Detouring Through Dynamic Proxies

JDK 1.3 introduced dynamic proxies. A dynamic proxy is just an automatically generated class that implements a set of interfaces. The important point is that the interfaces are specified at runtime, and the implementations of all of the methods are handled by a single invocation handler that you define.

The following code snippet illustrates the general idea:

MimickingInvocationHandler handler = new MimickingInvocationHandler (....);
Class[] delegationInterfaces = new Class[] { RichardNixon.class, 
     GeraldFord.class, RichardSimmons.class};
	 
Class richLittleProxyClass = Proxy.getProxyClass(
     getClass().getClassLoader(), delegationInterfaces);
	 
Constructor proxyClassConstructor =
     RichLittleProxyClassProxyClass.getConstructor(Class[] {
     MimickingInvocationHandler});

return proxyClassConstructor.newInstance(Object[] {handler});

This rather artificial code results in the creation of a new class object and a new instance.
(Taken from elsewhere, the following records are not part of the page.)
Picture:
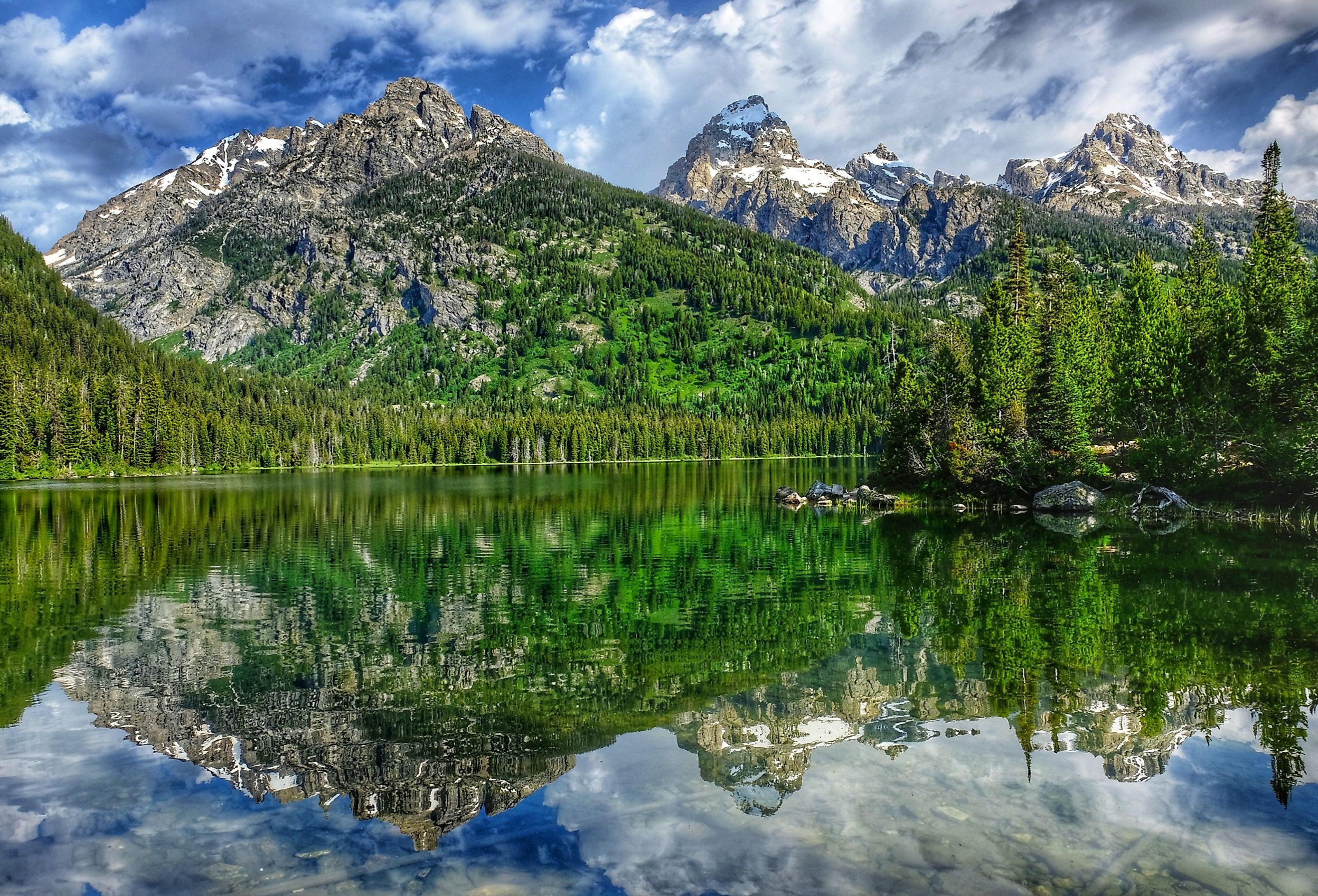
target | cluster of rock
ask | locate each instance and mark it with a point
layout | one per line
(877, 214)
(822, 495)
(141, 258)
(1068, 499)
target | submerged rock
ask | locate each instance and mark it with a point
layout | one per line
(789, 496)
(820, 491)
(1068, 499)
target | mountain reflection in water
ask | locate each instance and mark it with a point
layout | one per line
(439, 649)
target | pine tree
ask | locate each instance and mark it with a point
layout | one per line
(956, 443)
(907, 443)
(1071, 369)
(1276, 294)
(9, 421)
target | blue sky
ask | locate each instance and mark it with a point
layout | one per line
(97, 97)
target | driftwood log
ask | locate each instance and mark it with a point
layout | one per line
(1163, 501)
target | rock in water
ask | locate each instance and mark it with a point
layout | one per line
(787, 495)
(1069, 499)
(820, 491)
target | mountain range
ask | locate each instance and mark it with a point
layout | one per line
(882, 215)
(248, 238)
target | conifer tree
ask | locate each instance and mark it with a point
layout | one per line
(907, 440)
(9, 419)
(1276, 288)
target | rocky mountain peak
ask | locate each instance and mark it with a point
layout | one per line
(419, 104)
(131, 255)
(1119, 161)
(886, 177)
(745, 166)
(1125, 168)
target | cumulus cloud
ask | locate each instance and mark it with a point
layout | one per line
(1294, 123)
(947, 83)
(180, 69)
(11, 111)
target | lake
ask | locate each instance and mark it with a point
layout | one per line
(641, 680)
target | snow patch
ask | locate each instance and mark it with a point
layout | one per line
(814, 181)
(748, 111)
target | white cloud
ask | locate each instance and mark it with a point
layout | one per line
(11, 111)
(1294, 123)
(960, 85)
(178, 67)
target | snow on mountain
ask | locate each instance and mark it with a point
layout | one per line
(132, 259)
(1121, 161)
(746, 166)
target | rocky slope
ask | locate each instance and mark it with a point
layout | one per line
(169, 256)
(877, 215)
(1126, 169)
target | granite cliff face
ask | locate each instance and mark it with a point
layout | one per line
(877, 215)
(884, 219)
(174, 255)
(1126, 169)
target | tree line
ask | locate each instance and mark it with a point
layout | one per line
(1197, 381)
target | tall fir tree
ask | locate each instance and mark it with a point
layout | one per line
(1276, 294)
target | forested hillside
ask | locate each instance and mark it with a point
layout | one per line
(1204, 382)
(78, 396)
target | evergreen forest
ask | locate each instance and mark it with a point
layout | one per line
(633, 330)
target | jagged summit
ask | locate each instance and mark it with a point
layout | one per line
(412, 123)
(1123, 160)
(746, 166)
(886, 177)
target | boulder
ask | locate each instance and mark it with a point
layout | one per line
(1068, 499)
(789, 496)
(819, 491)
(1160, 501)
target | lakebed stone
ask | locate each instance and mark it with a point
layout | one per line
(1068, 499)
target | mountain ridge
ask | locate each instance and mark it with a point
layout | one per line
(127, 256)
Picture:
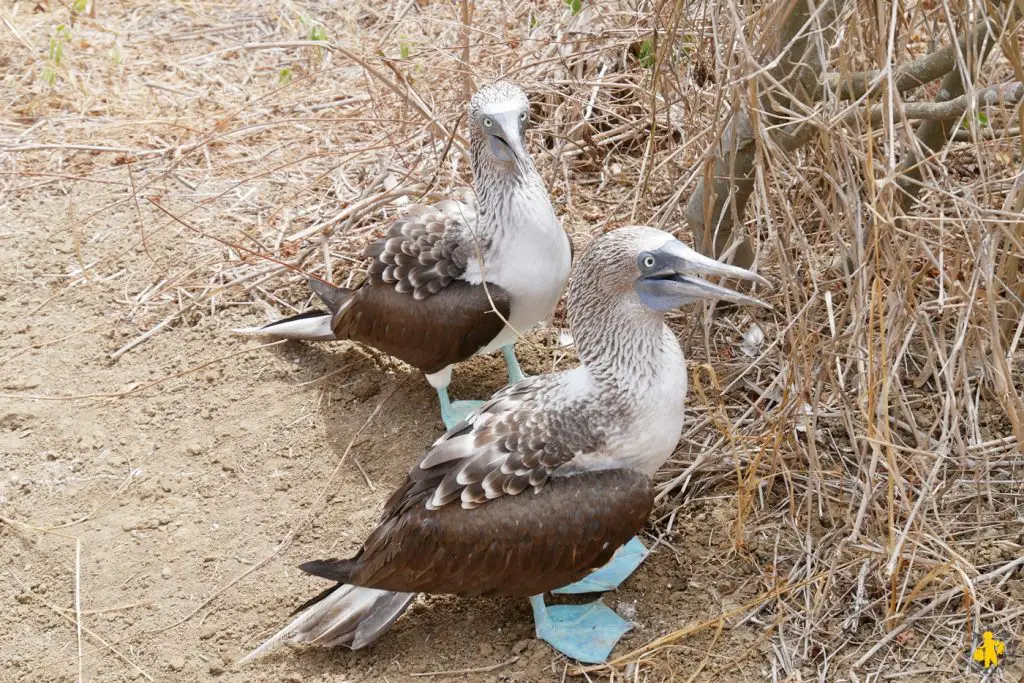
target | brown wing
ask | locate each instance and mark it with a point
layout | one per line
(429, 334)
(513, 546)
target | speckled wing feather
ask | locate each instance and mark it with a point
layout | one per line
(526, 521)
(425, 250)
(513, 442)
(509, 547)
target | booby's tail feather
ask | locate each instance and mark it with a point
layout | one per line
(343, 615)
(310, 326)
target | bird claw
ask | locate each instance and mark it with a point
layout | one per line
(515, 372)
(458, 411)
(586, 633)
(608, 578)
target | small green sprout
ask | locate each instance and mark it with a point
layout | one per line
(646, 53)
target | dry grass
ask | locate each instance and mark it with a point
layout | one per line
(871, 442)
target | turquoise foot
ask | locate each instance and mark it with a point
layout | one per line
(608, 578)
(515, 372)
(586, 633)
(454, 412)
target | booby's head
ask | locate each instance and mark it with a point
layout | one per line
(655, 271)
(498, 117)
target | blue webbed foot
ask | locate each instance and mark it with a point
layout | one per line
(454, 412)
(586, 633)
(515, 372)
(608, 578)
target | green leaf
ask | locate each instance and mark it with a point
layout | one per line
(317, 33)
(646, 53)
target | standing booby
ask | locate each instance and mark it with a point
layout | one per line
(449, 282)
(547, 479)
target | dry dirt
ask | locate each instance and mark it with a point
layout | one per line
(172, 475)
(174, 493)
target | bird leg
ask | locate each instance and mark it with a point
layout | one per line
(608, 578)
(455, 412)
(586, 633)
(515, 372)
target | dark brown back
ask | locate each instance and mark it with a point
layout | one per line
(429, 334)
(512, 546)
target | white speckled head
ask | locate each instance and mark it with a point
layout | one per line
(498, 117)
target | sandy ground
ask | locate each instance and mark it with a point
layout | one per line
(173, 494)
(174, 488)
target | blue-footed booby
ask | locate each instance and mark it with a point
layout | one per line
(542, 484)
(440, 272)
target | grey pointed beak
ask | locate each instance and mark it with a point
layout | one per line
(675, 279)
(508, 136)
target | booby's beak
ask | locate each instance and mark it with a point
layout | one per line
(506, 136)
(670, 278)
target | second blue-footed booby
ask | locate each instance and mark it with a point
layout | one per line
(546, 480)
(449, 282)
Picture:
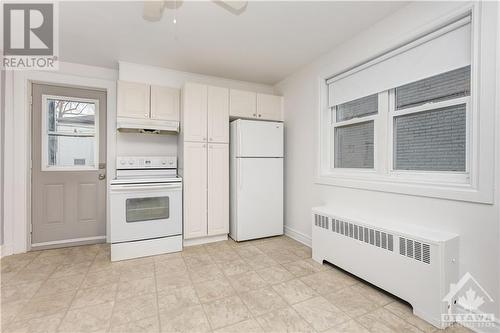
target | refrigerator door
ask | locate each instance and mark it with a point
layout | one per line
(259, 139)
(259, 198)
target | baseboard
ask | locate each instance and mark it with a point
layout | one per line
(298, 236)
(205, 240)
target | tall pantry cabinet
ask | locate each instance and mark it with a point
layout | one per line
(205, 167)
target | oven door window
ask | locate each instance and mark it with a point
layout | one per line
(147, 209)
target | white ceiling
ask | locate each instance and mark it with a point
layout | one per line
(269, 41)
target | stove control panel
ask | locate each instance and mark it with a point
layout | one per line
(146, 162)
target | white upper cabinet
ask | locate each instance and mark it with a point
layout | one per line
(246, 104)
(218, 189)
(133, 100)
(165, 103)
(194, 113)
(242, 104)
(218, 114)
(269, 107)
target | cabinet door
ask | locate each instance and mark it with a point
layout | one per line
(218, 114)
(242, 104)
(195, 189)
(165, 103)
(218, 189)
(194, 112)
(269, 107)
(133, 100)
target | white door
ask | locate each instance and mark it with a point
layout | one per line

In this example, a class will be created that implements the RichardNixon, GeraldFord, and RichardSimmons interfaces (and we will store it in the field richLittleProxyClass). It does so using an instance of MimickingInvocationHandler, which simply must implement the invoke method:

public Object invoke(Object proxy, Method method, Object[] args) { 
   // All methods that are called on the RichLittleProxyClass 
   // actually wind up calling this method. 

If you're a distributed systems guy, this looks wonderful -- the obvious thing to do is wrap your servers in logging, authentication, and processor control layers that are all defined using dynamic proxies. (Distributed systems guys tend to have this reaction a lot. At the first AspectJ talk I ever attended, a distributed systems guy leaned over and said "Cool! We can use this to simplify authentication.")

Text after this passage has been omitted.